At first, the owners were really unsure that the idea would fly. They opened the first store as malls opened following lockdowns.
“We didn’t really understand how much it would take,” Benimetzky said. “We didn’t get it with the idea of opening a lot of stores. But we’ve been busy since our second opening.”
Nancy Caeti, 76, stopped at a Lone Tree store to buy a mask for her grandchildren. She bought one of a clear panel for her granddaughter, whose sign language instructor needed to see the movement of her lips. He bought his daughter, a music teacher and fan of the Denver Broncos, a mask with the football team logo.
“I survived the polio epidemic,” Caeti said, as her hand with a latex-gloved hand inserted her credit card into the card reader. “It reminds me of that, but I don’t think it’s bad.” He recalled how his mother and siblings forced him to get the polio vaccine, and said he was the first to line up for a COVID shot.
That is probably an important non-storey item. These are hawks keylike devices for opening doors and pressing elevator buttons without touching them. Some have a built-in bottle opener. There are ultraviolet-light devices for disinfecting phones and upscale hand sanitizer that spray employees on customers as if they were a sample of department store perfume.
But masks are the biggest draw. The store can personalize them with rhinestone letters or the kind of iron-on patches that teenagers used to wear on their jeans.

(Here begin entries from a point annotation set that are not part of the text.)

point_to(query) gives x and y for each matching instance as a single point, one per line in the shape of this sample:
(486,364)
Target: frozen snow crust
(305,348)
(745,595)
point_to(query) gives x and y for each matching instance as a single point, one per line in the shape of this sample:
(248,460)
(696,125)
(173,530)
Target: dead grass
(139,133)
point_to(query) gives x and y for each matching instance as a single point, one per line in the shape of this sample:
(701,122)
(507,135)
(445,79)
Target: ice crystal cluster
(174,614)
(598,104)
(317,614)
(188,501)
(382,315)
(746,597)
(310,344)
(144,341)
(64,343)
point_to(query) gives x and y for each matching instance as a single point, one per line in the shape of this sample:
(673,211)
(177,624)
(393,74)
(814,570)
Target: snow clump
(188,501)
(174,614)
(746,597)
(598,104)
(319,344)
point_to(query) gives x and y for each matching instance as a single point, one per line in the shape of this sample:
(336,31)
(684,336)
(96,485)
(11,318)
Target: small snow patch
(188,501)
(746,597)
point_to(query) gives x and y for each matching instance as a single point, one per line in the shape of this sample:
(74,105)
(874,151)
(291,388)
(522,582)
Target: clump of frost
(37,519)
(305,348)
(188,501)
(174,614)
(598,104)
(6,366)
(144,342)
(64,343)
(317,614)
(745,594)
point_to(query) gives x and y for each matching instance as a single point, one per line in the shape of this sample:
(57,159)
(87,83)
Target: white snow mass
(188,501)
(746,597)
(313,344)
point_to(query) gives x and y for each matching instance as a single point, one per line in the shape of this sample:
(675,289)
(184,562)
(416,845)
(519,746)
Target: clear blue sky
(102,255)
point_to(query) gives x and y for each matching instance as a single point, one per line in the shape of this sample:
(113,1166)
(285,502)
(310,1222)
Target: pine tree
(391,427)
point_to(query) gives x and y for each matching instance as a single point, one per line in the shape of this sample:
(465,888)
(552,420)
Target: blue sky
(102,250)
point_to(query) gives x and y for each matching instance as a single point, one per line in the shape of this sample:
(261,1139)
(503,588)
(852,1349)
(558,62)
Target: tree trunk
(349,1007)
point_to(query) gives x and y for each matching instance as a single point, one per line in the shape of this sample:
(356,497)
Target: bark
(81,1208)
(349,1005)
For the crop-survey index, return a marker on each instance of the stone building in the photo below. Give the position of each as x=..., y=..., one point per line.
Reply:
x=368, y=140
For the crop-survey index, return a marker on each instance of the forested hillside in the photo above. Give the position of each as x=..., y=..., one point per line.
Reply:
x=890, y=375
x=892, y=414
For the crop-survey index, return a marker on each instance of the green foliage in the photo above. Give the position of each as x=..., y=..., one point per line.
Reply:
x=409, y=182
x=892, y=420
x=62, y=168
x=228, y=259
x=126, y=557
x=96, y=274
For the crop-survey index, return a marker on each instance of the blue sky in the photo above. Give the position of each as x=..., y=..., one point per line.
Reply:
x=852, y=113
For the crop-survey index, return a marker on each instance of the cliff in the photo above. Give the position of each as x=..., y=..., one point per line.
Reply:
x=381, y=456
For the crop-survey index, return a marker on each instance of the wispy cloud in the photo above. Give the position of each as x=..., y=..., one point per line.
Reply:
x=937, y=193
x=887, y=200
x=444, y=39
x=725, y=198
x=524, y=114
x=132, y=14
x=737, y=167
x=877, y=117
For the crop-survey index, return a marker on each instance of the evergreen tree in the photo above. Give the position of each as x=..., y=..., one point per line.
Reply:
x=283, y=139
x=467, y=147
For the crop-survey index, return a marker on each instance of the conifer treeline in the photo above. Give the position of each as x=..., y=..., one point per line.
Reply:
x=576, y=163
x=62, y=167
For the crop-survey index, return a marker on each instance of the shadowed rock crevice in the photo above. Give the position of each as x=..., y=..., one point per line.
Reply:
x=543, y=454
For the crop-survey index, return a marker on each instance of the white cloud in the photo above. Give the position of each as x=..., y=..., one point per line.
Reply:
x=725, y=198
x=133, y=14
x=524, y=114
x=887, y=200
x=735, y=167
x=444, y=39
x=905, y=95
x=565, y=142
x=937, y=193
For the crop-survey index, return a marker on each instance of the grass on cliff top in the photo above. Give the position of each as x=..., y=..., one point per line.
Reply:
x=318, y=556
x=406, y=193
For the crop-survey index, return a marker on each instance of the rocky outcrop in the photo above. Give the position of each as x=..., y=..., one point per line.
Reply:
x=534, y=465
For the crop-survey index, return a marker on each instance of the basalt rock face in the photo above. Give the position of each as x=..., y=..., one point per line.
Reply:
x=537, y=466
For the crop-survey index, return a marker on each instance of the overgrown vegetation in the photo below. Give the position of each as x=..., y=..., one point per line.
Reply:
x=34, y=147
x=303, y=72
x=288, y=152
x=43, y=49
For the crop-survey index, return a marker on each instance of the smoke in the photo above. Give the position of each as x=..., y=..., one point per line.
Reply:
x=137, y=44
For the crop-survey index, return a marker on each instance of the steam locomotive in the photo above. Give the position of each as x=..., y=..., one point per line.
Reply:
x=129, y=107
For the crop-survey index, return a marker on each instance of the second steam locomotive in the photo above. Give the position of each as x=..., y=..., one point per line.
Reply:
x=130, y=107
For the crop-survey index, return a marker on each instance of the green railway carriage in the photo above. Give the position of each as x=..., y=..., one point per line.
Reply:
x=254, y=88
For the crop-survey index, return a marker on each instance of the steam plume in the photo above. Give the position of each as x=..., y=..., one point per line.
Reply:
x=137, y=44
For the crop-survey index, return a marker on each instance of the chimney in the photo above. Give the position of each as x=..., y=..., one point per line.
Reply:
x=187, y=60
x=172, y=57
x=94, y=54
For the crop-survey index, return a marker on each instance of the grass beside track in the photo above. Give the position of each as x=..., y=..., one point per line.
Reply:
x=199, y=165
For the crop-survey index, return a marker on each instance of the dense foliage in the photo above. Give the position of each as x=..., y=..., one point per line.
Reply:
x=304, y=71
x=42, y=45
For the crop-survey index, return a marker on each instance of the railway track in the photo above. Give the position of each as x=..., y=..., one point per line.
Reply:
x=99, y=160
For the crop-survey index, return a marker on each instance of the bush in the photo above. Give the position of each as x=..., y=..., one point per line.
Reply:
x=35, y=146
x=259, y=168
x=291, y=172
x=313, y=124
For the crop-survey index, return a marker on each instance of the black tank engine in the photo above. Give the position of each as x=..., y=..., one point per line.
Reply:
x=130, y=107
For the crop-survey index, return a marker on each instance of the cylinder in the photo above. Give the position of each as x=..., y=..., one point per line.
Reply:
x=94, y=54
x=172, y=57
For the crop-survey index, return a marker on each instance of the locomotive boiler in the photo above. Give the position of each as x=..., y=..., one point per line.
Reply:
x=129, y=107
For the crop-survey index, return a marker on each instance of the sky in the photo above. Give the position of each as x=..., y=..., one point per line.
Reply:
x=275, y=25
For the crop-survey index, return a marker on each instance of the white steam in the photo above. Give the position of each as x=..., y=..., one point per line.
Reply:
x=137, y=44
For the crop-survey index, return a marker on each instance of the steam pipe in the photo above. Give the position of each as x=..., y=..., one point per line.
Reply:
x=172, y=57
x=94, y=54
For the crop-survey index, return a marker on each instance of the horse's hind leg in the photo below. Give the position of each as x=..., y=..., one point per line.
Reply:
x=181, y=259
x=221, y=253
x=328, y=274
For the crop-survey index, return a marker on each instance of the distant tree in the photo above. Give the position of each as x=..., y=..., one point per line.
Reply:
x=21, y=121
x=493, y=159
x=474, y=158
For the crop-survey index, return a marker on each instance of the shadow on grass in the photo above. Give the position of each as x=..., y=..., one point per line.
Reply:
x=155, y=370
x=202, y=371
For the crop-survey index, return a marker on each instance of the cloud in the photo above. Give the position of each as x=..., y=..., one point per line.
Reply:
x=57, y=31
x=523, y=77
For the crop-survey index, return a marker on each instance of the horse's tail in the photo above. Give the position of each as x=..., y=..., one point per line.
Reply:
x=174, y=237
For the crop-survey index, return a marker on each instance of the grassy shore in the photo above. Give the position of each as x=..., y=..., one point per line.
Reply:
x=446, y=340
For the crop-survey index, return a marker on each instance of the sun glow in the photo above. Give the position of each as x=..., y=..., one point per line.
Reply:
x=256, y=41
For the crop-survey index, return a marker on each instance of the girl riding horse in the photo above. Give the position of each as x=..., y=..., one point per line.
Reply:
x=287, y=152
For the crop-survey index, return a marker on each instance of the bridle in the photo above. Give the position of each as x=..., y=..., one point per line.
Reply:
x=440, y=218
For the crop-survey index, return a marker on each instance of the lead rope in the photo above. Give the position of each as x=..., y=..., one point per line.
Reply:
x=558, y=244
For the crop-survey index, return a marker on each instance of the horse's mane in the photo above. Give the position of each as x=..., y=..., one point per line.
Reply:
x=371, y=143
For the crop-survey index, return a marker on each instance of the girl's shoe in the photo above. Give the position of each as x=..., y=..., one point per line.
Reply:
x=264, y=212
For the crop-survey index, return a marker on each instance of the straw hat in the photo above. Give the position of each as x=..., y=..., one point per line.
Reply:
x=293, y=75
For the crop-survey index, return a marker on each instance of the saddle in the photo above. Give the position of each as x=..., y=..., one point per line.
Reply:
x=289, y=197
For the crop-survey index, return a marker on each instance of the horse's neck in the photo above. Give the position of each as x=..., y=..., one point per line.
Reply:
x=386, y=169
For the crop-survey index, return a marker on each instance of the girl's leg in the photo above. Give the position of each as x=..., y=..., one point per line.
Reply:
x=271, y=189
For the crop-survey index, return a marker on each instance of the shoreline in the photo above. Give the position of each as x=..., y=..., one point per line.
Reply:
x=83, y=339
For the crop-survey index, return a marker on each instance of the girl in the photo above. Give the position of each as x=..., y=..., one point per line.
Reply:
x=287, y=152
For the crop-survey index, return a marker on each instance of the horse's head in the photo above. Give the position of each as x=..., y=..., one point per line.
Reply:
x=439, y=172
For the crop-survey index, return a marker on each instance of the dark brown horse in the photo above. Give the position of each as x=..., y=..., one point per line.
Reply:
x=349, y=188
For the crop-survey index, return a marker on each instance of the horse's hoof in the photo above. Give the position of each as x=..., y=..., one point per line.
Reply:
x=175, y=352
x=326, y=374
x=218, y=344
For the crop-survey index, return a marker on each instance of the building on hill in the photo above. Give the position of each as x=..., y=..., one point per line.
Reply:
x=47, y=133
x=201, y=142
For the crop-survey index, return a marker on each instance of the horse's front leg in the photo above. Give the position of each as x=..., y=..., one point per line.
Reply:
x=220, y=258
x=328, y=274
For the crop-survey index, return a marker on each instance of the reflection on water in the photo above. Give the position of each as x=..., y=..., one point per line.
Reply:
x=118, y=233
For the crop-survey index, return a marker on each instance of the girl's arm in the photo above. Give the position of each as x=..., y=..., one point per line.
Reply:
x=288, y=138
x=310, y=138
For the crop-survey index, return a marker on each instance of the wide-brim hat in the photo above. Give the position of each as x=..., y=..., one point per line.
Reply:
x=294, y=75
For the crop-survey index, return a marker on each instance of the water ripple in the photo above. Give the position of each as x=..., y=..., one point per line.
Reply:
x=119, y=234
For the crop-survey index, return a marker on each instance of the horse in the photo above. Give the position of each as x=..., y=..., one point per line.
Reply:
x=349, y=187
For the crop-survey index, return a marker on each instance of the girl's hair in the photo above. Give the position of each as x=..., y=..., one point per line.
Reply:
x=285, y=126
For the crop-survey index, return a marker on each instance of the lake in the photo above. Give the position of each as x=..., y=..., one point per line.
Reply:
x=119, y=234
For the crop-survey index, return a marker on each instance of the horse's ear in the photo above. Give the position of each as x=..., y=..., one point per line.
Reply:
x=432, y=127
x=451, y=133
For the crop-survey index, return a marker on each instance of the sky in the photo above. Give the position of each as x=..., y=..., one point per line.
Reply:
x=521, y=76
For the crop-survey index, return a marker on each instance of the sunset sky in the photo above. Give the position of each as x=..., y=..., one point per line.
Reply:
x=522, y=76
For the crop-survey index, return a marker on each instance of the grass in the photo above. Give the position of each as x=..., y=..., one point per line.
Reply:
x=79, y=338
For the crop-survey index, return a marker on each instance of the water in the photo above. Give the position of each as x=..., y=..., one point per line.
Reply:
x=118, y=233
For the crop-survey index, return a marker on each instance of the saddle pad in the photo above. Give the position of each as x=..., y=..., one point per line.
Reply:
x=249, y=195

Upon entering, customers can check their temperature using a digital forehead scanner with audible directions: “Step closer. Step closer. Normal temperature. The temperature is normal. “
The store also added a sink near the entrance so customers can wash their hands before handling merchandise.
Some mallgoers are walking next to the store in confusion, stopping to take pictures to post on social media with a joking message. An older white couple in matching masks noticed a mask emblazoned with the slogan “Black Lives Matter” on the display on the storefront, and walked away disgusted.
The store does not take political sides; there are three designs of President Donald Trump’s campaign masks, two for Democratic presidential candidate and former Vice President Joe Biden. A woman, who declined to give her name, came in wearing a mask under her nose and wondered if a Trump mask would fit her little face. Trump masks are among the most popular sellers, Chen said, so he hid them in a larger cabinet to accommodate excess stock. It is unclear whether this will review election results, as some position on Halloween mask sales.
Daniel Gurule, 31, stopped at the mall during his lunch hour to pick up an Apple Watch but jumped into the store for a new mask. He said he normally wears a vented mask but not all places allow them. (They protect users but not the people around them.) He bought a $ 24.99 mask with the Denver Nuggets basketball team logo.
“It takes away a bit of our personalities when everyone is walking around with disposable masks,” Chen said. “It’s like a hospital, like everyone is sick.”
Most masks are specifically sewn for the chain, including many by hand. One of their suppliers is a family of Vietnamese immigrants who sew masks at their home in Los Angeles, Benimetzky said. Chen said it is difficult to keep masks in stock, and every day some other designs seem to be their best sellers.
Dorothy Lovett, 80, paused outside the store, leaning on a cane with an animal print design.
“I have to back up and say,‘ What is this? ’” He said. “I’ve never seen a mask shop before.”